Gu Dongxiao, Li Jingjing, Li Xingguo, Liang Changyong
School of Management, Hefei University of Technology, 193 Tunxi Road, Hefei, Anhui 230009, China.
School of Management, Hefei University of Technology, 193 Tunxi Road, Hefei, Anhui 230009, China; National Joint Engineering Research Center for Intelligent Decision and Information Systems, 193 Tunxi Road, Hefei, Anhui 230009, China.
Int J Med Inform. 2017 Feb;98:22-32. doi: 10.1016/j.ijmedinf.2016.11.006. Epub 2016 Nov 23.
In recent years, the literature associated with healthcare big data has grown rapidly, but few studies have used bibliometrics and a visualization approach to conduct deep mining and reveal a panorama of the healthcare big data field.
To explore the foundational knowledge and research hotspots of big data research in the field of healthcare informatics, this study conducted a series of bibliometric analyses on the related literature, including papers' production trends in the field and the trend of each paper's co-author number, the distribution of core institutions and countries, the core literature distribution, the related information of prolific authors and innovation paths in the field, a keyword co-occurrence analysis, and research hotspots and trends for the future.

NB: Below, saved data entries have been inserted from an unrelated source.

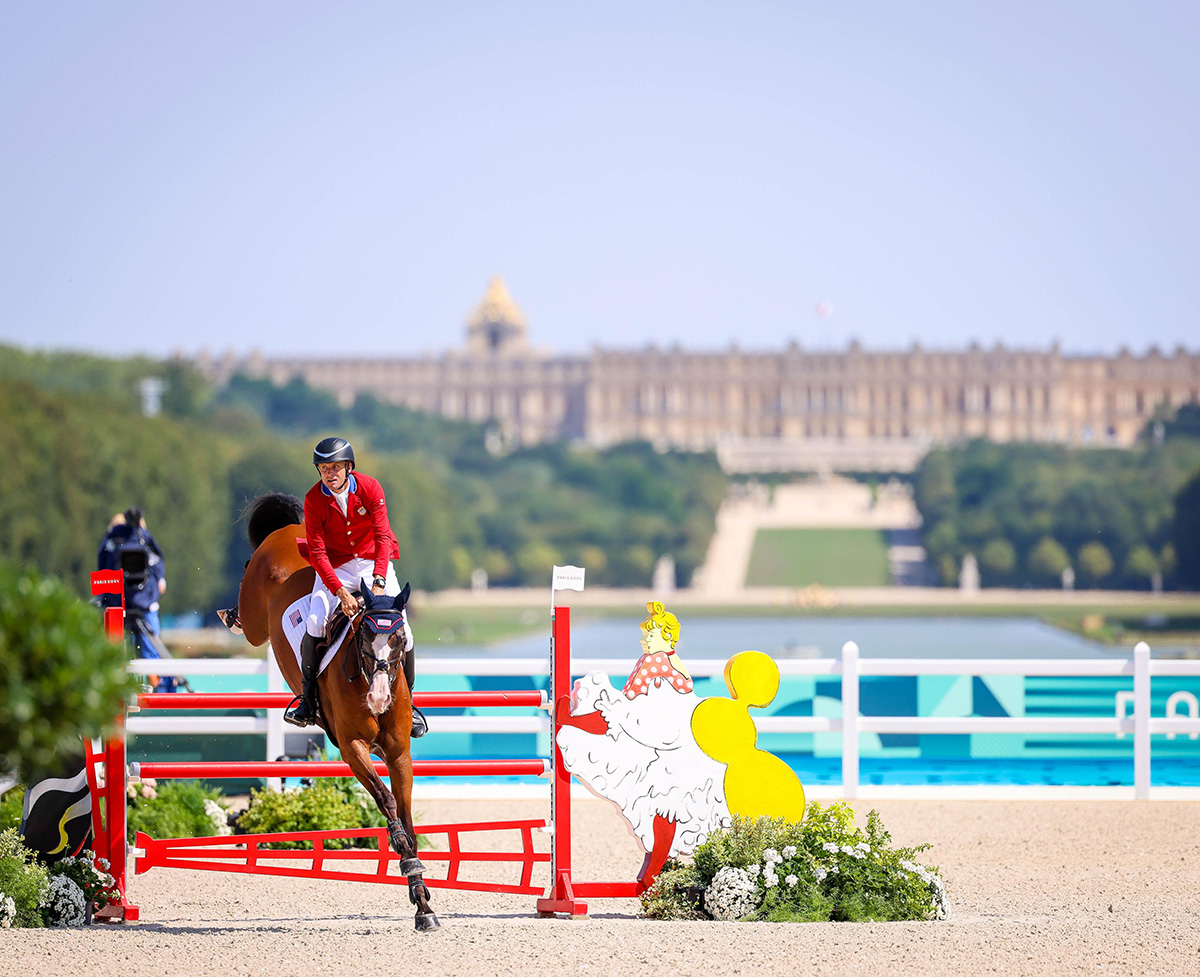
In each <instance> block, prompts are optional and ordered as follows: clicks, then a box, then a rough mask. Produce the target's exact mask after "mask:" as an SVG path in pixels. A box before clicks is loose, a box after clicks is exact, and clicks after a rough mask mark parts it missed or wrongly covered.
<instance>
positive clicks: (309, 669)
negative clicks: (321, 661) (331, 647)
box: [283, 631, 320, 726]
mask: <svg viewBox="0 0 1200 977" xmlns="http://www.w3.org/2000/svg"><path fill="white" fill-rule="evenodd" d="M317 641H318V639H316V637H313V636H312V635H311V634H308V633H307V631H305V634H304V639H302V640H301V641H300V677H301V678H302V679H304V690H302V691H301V693H300V695H298V696H296V697H295V699H294V700H293V702H292V706H290V707H289V708H288V711H287V712H286V713H283V721H284V723H290V724H292V725H293V726H311V725H312V724H313V723H316V721H317V667H318V666H319V665H320V654H319V649H318V648H317Z"/></svg>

By conducting a literature content analysis and structure analysis, we found the following: (a) In the early stage, researchers from the United States, the People's Republic of China, the United Kingdom, and Germany made the most contributions to the literature associated with healthcare big data research and the innovation path in this field. (b) The innovation path in healthcare big data consists of three stages: the disease early detection, diagnosis, treatment, and prognosis phase, the life and health promotion phase, and the nursing phase. (c) Research hotspots are mainly concentrated in three dimensions: the disease dimension (e.g., epidemiology, breast cancer, obesity, and diabetes), the technical dimension (e.g., data mining and machine learning), and the health service dimension (e.g., customized service and elderly nursing).
This study will provide scholars in the healthcare informatics community with panoramic knowledge of healthcare big data research, as well as research hotspots and future research directions.
近年来,与医疗大数据相关的文献迅速增长,但很少有研究使用文献计量学和可视化方法进行深度挖掘并揭示医疗大数据领域的全景。
为了探索医疗信息学领域大数据研究的基础知识和研究热点,本研究对相关文献进行了一系列文献计量分析,包括该领域论文的产出趋势以及每篇论文合著者数量的趋势、核心机构和国家的分布、核心文献分布、多产作者的相关信息以及该领域的创新路径、关键词共现分析以及未来的研究热点和趋势。
通过进行文献内容分析和结构分析,我们发现以下几点:(a) 在早期阶段,来自美国、中华人民共和国、英国和德国的研究人员对与医疗大数据研究及该领域创新路径相关的文献贡献最大。(b) 医疗大数据的创新路径包括三个阶段:疾病早期检测、诊断、治疗和预后阶段、生命与健康促进阶段以及护理阶段。(c) 研究热点主要集中在三个维度:疾病维度(如流行病学、乳腺癌、肥胖症和糖尿病)、技术维度(如数据挖掘和机器学习)以及卫生服务维度(如定制服务和老年护理)。
本研究将为医疗信息学领域的学者提供医疗大数据研究的全景知识以及研究热点和未来研究方向。